Sus padres fueron Garabed Elmasian y Ferida Deschi, inmigrantes sirios que sobrevivieron al genocidio armenio y llegaron al país escapando de ese exterminio. Jorge nació el 28 de mayo de 1940 y compartió su infancia con sus hermanos, Elizabeth, Nelly y Víctor.

Una vez que terminó sus estudios en el Colegio Nacional se inscribió en la facultad de Odontología de la UNLP. En 1967 se graduó con la segunda camada de egresados de la -por entonces- flamante casa de estudios.

Enseguida se dedicó a la profesión de forma particular. En 1968 instaló su consultorio en calle 68 entre 2 y 3, donde atendió hasta jubilarse. Profesional intachable, quienes lo conocieron comentaron que generaba una suerte de “simbiosis” con sus pacientes, quienes siempre ponderaron la forma en que armonizaba idoneidad con sencillez y cortesía en el trato.

Durante largos años compartió el consultorio con su mujer, María L. Mastrancioli, reconocida odontóloga y docente universitaria. Con el tiempo, el espacio de calle 68 se convertiría en una clínica familiar, ya que dos de sus hijos -Natalia y Matías- se incorporaron, una vez recibidos, como odontólogos, y, poco después, se sumó también la hija menor del matrimonio -Solange- como Psicóloga.

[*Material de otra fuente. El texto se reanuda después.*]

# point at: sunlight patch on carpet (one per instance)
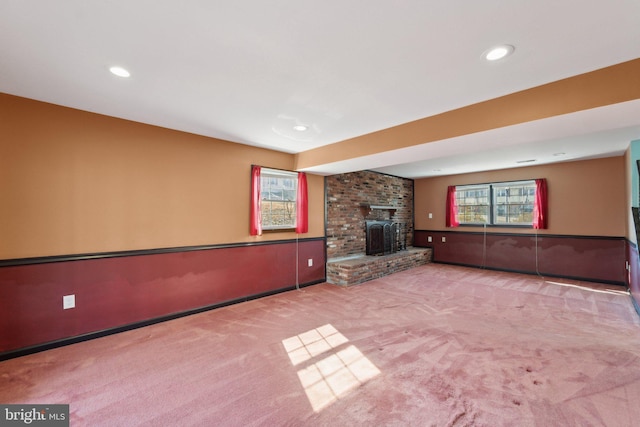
(333, 368)
(586, 288)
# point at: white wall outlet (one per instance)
(68, 301)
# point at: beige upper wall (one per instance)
(585, 197)
(76, 182)
(610, 85)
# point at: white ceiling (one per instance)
(247, 71)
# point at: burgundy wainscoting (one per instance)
(115, 291)
(592, 258)
(634, 274)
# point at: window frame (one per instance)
(492, 216)
(267, 175)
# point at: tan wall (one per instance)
(585, 197)
(75, 182)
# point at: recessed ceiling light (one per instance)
(119, 71)
(498, 52)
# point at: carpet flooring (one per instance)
(436, 345)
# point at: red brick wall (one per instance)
(345, 221)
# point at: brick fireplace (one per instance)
(356, 199)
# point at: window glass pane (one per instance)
(278, 192)
(513, 203)
(473, 204)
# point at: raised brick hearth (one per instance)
(361, 268)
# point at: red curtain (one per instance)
(540, 205)
(452, 209)
(255, 216)
(302, 205)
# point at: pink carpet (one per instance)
(435, 345)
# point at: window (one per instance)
(504, 203)
(513, 203)
(278, 190)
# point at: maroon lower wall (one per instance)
(592, 258)
(114, 291)
(634, 274)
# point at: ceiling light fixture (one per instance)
(120, 72)
(498, 52)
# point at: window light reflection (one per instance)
(331, 372)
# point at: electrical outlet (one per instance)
(68, 301)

Para José la familia siempre ocupó el primer lugar. Paciente y afectuoso, a sus hijos le transmitió los nobles valores de su crianza y lo mismo hizo con sus tres nietos, cuando el núcleo familiar se amplió con la llegada de Valentín, Maitena y Felicitas. Con ellos fue un abuelo cómplice y generoso.

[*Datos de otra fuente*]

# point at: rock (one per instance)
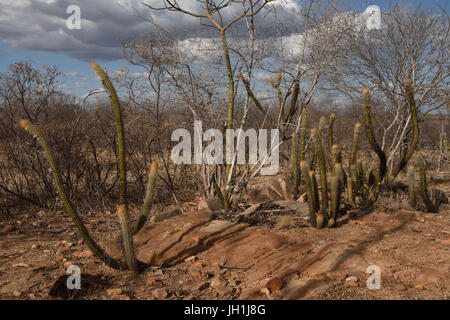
(419, 218)
(114, 291)
(251, 209)
(351, 283)
(400, 287)
(83, 254)
(191, 258)
(440, 176)
(217, 282)
(212, 204)
(274, 284)
(8, 228)
(301, 209)
(160, 294)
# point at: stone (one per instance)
(223, 290)
(265, 291)
(212, 204)
(160, 294)
(351, 284)
(274, 284)
(191, 258)
(114, 291)
(351, 278)
(203, 286)
(21, 264)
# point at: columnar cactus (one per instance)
(149, 195)
(93, 246)
(412, 148)
(323, 173)
(122, 211)
(294, 166)
(370, 135)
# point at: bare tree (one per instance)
(412, 43)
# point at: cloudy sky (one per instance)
(36, 30)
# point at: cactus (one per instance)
(93, 246)
(149, 195)
(411, 186)
(412, 148)
(430, 207)
(294, 166)
(127, 238)
(323, 173)
(250, 93)
(356, 131)
(371, 137)
(310, 193)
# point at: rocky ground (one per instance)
(264, 251)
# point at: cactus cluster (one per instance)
(429, 205)
(131, 261)
(363, 183)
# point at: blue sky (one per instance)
(31, 30)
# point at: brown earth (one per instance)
(204, 255)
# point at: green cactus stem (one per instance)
(356, 131)
(128, 247)
(423, 187)
(294, 165)
(250, 93)
(336, 189)
(149, 195)
(411, 186)
(330, 131)
(412, 148)
(310, 193)
(123, 201)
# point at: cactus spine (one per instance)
(310, 193)
(336, 189)
(370, 135)
(95, 248)
(303, 139)
(412, 148)
(423, 187)
(149, 195)
(122, 211)
(330, 131)
(323, 173)
(411, 186)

Amante de la naturaleza, sentía sobretodo una enorme atracción por las plantas. Era su cable a tierra y solía pasar largas horas cuidándolas con esmero y presteza en su parque particular. Habitualmente, además, armaba macetas o arreglos florales que regalaba a sus amigos y allegados. Le gustaba, también, disfrutar de la comida armenia, arte culinario que lo remontaba a sus raíces.

En el plano institucional fue integrante de la Sociedad Odontológica de La Plata (SOLP) y del Colegio de Odontólogos Distrito 1 de la Provincia de Buenos Aires, del que fue también activo participante.

En sus últimos años luchó con tenacidad contra una larga enfermedad que, si bien lo limitaba, nunca le quitó el empuje con el que encaraba cada una de sus actividades. Por ese temple y su espíritu amigable y solidario será recordado por quienes lo conocieron y valoraron.